I've heard from Yale economists who "found no evidence that more generous perks wanted to get work back at the start of expansion or as a company over time". I heard that workers who received a larger increase in unemployment benefit saw very similar job gains in early May.

I heard that a study by the Federal Reserve of Chicago found that those currently receiving benefits "search more than twice as hard as those who have exhausted their benefits." Unemployment benefit typically lasts six months and pays individuals an average of around 35% of their previous weekly wage.

The money is: I made $ 100,000 in 2019, but far less in 2020. Why haven't I received a stimulus check? How is that fair?

I've heard of people who haven't worked in years because they inherited family allowances, but I haven't heard anyone complain that they are cheating on the system, or working, or somehow not contributing to society. Nor have I heard them lower the tone in the neighborhood by sitting around all day buying things with money they didn't make themselves.

I have heard from friends in New York whose businesses turned to dust overnight due to the impact of COVID-19 on the service industry and who have fought valiantly to come to terms with the reality that they will have to let go of those dreams after 30 years of hard work as they face rising bills every day, wondering if they will ever have a business or even go back to work.

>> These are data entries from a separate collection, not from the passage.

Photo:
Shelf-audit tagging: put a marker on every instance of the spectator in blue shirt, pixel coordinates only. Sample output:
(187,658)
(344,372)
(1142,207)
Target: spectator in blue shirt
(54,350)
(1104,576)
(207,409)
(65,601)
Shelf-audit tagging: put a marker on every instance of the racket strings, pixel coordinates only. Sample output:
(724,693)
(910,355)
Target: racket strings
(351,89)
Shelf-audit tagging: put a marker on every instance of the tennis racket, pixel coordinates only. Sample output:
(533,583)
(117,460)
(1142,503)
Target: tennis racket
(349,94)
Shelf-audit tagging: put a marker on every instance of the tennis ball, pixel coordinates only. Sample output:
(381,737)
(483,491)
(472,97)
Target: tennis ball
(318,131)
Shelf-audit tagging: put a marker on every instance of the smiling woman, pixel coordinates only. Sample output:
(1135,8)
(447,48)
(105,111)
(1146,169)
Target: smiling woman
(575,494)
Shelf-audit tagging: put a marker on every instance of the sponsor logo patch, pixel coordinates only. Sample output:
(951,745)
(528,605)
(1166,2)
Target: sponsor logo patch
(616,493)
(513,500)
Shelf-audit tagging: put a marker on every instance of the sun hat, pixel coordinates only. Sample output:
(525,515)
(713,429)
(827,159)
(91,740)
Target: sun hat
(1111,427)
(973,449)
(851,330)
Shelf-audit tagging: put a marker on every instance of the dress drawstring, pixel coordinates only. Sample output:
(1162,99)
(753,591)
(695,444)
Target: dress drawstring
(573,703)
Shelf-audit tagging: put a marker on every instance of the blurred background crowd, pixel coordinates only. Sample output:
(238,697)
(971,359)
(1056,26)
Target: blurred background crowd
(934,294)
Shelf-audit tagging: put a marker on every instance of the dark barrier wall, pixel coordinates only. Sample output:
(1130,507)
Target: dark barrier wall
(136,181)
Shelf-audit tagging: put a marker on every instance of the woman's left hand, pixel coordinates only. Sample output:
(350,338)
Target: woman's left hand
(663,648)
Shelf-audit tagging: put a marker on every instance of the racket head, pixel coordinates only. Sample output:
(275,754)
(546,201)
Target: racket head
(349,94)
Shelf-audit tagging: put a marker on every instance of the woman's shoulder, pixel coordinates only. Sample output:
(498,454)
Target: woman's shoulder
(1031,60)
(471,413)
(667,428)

I've heard of friends who have been laid off and those who have to face their co-workers and tell them it's all over. I heard them tell me stories about how they had to reassess their place in the world as they flipped through photos of their empty warehouses and told me that this is the reality of the US economy behind all these closed restaurants. I heard their stories and felt what I thought was the heat of their pain and saw the trauma on their faces.

I've heard a lot of things, but I try my best not to pretend I have the answers or any answers. I try to remind myself that it is dangerous to believe that there are others who deserve less than me. I've lived in the United States for nearly a decade and have heard from many people who tell other people what they do and what they don't deserve and how to live their lives. It is exhausting. Life is easier when you stop monitoring the behavior of others.

Stop looking over the garden fence and berating your neighbors and ask what YOU can do to help. Mind your own household and I will try to do the same.